Frankie Armstrong is our Main Character and, because we meet him as he is contemplating suicide, we are not sure if he will retain his status. Why is he thinking of suicide? (Nope, that would be a spoiler). It is not a spoiler, however, to note that he gets a call from a friend in the distant past asking for help in locating a missing nephew (Billy Ray, see above). This was a part I found hard to believe. Frankie is not a detective, a private investigator, or a retired cop. He is a businessman and partner in a security provider company, but he is an office man, not a trained field operative. This does not stop Frankie from terminating his impending and immediate suicide to agree that helping Joe is something he should do. After all, Joe had saved his life in the first Iraq War. Frankie, a Brit, abandons his life in England (which he was going to do anyway) grabs a minimal amount of clothing and no money, then departs for Florida. Friend Joe has bought tickets, arranged hotels, and will provide Frankie with any money needed. Once I accepted this unlikely beginning, I began a Google search to see if there were any available friends named Joe willing to do the same for me.
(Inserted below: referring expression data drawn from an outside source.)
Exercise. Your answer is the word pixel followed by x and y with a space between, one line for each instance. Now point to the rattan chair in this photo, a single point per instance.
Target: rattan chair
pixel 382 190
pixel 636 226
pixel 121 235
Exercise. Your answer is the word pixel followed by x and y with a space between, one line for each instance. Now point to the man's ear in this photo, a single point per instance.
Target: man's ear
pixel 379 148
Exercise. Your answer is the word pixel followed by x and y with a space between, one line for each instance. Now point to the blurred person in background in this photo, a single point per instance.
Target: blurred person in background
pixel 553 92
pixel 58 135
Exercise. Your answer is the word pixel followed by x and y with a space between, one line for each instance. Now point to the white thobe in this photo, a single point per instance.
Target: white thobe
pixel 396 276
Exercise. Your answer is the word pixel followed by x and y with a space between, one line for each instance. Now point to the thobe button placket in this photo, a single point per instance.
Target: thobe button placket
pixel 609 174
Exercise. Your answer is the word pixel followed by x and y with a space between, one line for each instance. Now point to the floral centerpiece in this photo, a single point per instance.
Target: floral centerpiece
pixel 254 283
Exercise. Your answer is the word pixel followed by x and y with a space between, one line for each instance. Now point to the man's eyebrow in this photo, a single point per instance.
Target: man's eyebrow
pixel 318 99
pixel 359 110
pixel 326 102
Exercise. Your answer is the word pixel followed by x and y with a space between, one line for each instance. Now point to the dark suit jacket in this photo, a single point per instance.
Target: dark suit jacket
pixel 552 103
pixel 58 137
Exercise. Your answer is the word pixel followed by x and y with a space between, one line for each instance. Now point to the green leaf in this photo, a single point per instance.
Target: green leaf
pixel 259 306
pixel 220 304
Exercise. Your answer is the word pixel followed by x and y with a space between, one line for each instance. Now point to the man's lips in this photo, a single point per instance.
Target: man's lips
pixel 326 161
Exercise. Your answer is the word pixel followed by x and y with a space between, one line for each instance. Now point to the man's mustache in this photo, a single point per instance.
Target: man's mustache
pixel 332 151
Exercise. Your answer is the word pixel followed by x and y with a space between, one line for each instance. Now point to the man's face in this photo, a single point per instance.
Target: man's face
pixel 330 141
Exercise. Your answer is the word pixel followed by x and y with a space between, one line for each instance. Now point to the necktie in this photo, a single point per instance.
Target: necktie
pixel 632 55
The reader next meets Joe and Frankie as the author sets up the mystery. Billy Ray is missing, and Joe wants to find him but is reluctant to tell Frankie the complete truth of the situation surrounding the disappearance. There are searches for sunken treasure and disappearances of several people. This is where to reveal too much would be a spoiler. Once the events in this part take place, we enter a wasteland until Chapter Twenty-eight. I was let down at this part because up to this point, the story promised a lot.
Readers can’t skip this in-between part, though. Later events wouldn’t make sense and the reader would spend time attempting to surmise the skipped over background material. So, while necessary, it wasn’t exciting. This novel is better than OK (Amazon 3 stars) but is not a four-star novel. It might be 3.8 but that kind of rating is unavailable so I will round up (grudgingly) to a four-star rating. It is available on Kindle Unlimited so I can’t complain about the price (free). This is almost a “cozy” mystery in that there is no offensive sexual or violent language used although some authors telling the story could justify its use.
For a comfortable weekend read, try this story while paying attention to the title, You Owe Me.